Toko Haplong sebenarnya merupakan toko kelontong yang menjual barang-barang khas kebutuhan orang-orang Tionghoa perantauan. Dupa, lilin, paidon, hiolo – tempat memasang dupa, memenuhi rak-rak depan toko. Pada bagian tengah terdapat kaleng-kaleng yang berisi berkilo-kilo jamur hioko, jamur kuping, putik bunga sedap malam, bawang putih, ebi serta aneka bumbu masakan khas orang Tionghoa lainnya. Pada bagian belakang dekat meja kasir, berjejerlah dalam toples kaca besar aneka manisan, kembang gula serta permen coklat impor dari Holland. 

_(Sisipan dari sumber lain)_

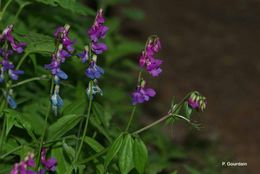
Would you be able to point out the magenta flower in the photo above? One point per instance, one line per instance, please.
(62, 34)
(94, 71)
(23, 166)
(50, 163)
(197, 101)
(84, 55)
(142, 95)
(6, 65)
(96, 32)
(63, 52)
(7, 36)
(147, 58)
(193, 103)
(99, 48)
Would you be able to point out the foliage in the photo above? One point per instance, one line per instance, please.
(104, 145)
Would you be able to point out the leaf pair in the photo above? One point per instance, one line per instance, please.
(131, 152)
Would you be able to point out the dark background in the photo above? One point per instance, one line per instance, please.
(213, 47)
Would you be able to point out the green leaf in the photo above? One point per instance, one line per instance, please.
(62, 126)
(77, 107)
(58, 154)
(140, 155)
(113, 150)
(71, 5)
(10, 122)
(35, 121)
(95, 145)
(36, 43)
(126, 159)
(134, 13)
(69, 150)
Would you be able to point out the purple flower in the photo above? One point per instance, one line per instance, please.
(62, 55)
(49, 164)
(148, 60)
(63, 52)
(7, 35)
(94, 71)
(62, 34)
(84, 55)
(18, 47)
(56, 100)
(98, 48)
(94, 90)
(96, 32)
(22, 167)
(142, 94)
(193, 103)
(197, 101)
(14, 74)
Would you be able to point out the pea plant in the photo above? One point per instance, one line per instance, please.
(65, 129)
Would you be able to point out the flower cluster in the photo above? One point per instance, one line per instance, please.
(142, 94)
(64, 51)
(96, 32)
(197, 101)
(7, 69)
(147, 58)
(89, 55)
(26, 166)
(50, 163)
(152, 65)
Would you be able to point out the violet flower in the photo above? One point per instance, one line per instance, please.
(8, 37)
(197, 101)
(142, 94)
(96, 32)
(50, 163)
(94, 90)
(94, 71)
(147, 58)
(62, 53)
(23, 166)
(84, 55)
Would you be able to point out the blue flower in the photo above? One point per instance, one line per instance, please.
(84, 55)
(11, 102)
(95, 90)
(94, 71)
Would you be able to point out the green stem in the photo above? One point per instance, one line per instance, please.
(93, 156)
(45, 126)
(130, 119)
(152, 124)
(4, 9)
(11, 151)
(86, 124)
(22, 60)
(29, 80)
(170, 114)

Selain terkenal akan barang-barang dagangannya, toko Haplong juga terkenal dengan pemilik tokonya yang berpenampilan khas. Tauke si pemilik toko berusia sekitar pertengahan empat puluhan, berperawakan besar-tinggi dan gemar berkaus singlet. Kedua matanya sipit dan dia jarang tersenyum. Sehingga, bagi anak-anak seusia Nenekku pada waktu itu akan menjadi gentar jika melihatnya. 
Perlahan-lahan Nenek menghampiri Tauke yang sedang duduk di meja kasirnya sambil menjentik-jentikkan sempoa. Ketika dia merasakan kehadiran Nenek, tangannya berhenti menjentik dan wajahnya terangkat memandang Nenek lurus-lurus. 
"Cari apa?" tanyanya datar. 
"Hm... Shu-Shu...," ujar Nenek ragu-ragu. "Aku mau minta seons manisan Siu Sui Lap Mboi." 
Tauke mengerutkan keningnya. 
"Manisan apa?!" 
"Siu... Sui... Lap... Mboi," Nenek mencoba menyebutnya satu per satu. 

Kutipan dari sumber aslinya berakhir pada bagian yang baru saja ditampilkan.